Ultimately, Dr Graham observes that success comes down to 3 things.
“There must be enough bone, along with ideal connective tissue, and finally proper function,” he says. “All 3 must work for long-term success. In regard to a failing implant, one has to evaluate all 3 of the above factors and determine if the implant is salvageable or not. I feel one has to work closely with their specialist in such discussions [unless the general practitioner is trained in all phases of treating this themselves]. If removal is required, routinely, you’re dealing with an ongoing infection, and with such you’re not going to immediately place an implant back into an infected area. Once again, this may involve a potential temporary restorative solution and this is why you must work closely with your surgeon [unless you are performing both the surgical and restorative procedures].

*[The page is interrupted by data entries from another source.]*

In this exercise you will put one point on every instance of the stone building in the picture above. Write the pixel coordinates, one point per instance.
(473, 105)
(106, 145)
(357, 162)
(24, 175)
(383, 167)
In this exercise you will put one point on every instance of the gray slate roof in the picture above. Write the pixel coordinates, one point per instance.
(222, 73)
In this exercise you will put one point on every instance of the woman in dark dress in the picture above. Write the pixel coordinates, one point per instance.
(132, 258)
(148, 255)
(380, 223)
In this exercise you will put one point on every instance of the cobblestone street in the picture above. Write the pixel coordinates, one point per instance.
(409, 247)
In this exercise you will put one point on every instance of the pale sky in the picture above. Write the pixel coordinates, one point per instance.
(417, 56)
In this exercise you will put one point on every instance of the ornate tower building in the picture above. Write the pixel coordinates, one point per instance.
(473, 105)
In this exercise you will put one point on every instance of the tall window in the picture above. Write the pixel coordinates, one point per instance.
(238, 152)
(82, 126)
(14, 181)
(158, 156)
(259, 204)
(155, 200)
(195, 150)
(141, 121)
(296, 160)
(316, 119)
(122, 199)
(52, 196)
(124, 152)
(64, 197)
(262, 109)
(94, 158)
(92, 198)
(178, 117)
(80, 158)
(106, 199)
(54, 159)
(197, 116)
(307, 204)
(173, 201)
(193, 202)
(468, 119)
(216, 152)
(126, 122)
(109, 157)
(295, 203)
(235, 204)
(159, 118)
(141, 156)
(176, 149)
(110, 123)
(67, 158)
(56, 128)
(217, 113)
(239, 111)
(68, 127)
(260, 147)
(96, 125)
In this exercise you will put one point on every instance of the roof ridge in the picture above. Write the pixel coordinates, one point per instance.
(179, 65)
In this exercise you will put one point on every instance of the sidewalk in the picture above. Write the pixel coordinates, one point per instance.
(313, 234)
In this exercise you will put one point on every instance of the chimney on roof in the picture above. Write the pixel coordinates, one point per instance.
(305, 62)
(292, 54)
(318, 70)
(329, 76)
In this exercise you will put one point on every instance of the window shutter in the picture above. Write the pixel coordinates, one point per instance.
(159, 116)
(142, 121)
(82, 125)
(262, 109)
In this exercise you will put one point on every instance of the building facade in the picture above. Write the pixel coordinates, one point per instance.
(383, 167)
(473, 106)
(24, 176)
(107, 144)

“Ideally, implants would be optimally placed to begin with,” he continues. “But it doesn’t end there. Both patients and clinicians must maintain the implants for the long term. This is a team effort, both via the hygienist and the patient’s home care protocols. Again, knowing that implants have inherent risks necessitates great communication and planning with the entire dental team. Let’s take a common situation where a patient has areas of localized ongoing issues of bleeding on probing and has gone through periodontal hygiene procedures and potentially surgical and nonsurgical approaches, and yet they still have isolated areas of bleeding on probing and probings beyond 3 mm. We all have these patients in our practice, and the question is How best do we prevent further periodontal issues and, equally important, preserve the tissues around the implant/implants? One solution I have used for 8 years is a system called Perio Protect, and this is a system/product that both dentists and hygienists should be educated on. Perio Protect is a system based on [a Food and Drug Administration]–approved custom, lab-fabricated tray with a gasket-type seal. This seal is the key as it keeps a hydrogen peroxide gel in direct contact with the gingival pockets. By wearing these trays 10 to 15 minutes a day, you have a true oxygenation occurring within the pocket and those anaerobic biofilms are placed now in a far more defensive mode. Add sonic brushing and sonic flossing [Slate will redefine flossing] and you have now a far more preventive approach for your implant patients. One additional hygiene product to consider would be the water flosser, but we only recommend the plaque seeker tip. If you aren’t aware of this tip, Google it…it’s the only tip we recommend with the water flosser.”
Scrooge was haunted by the ghosts that visited him that Christmas Eve, each teaching a valuable lesson, leading to his ultimate redemption. Dentists heeding the lessons learned from poorly placed implants can help patients avoid their own nightmares.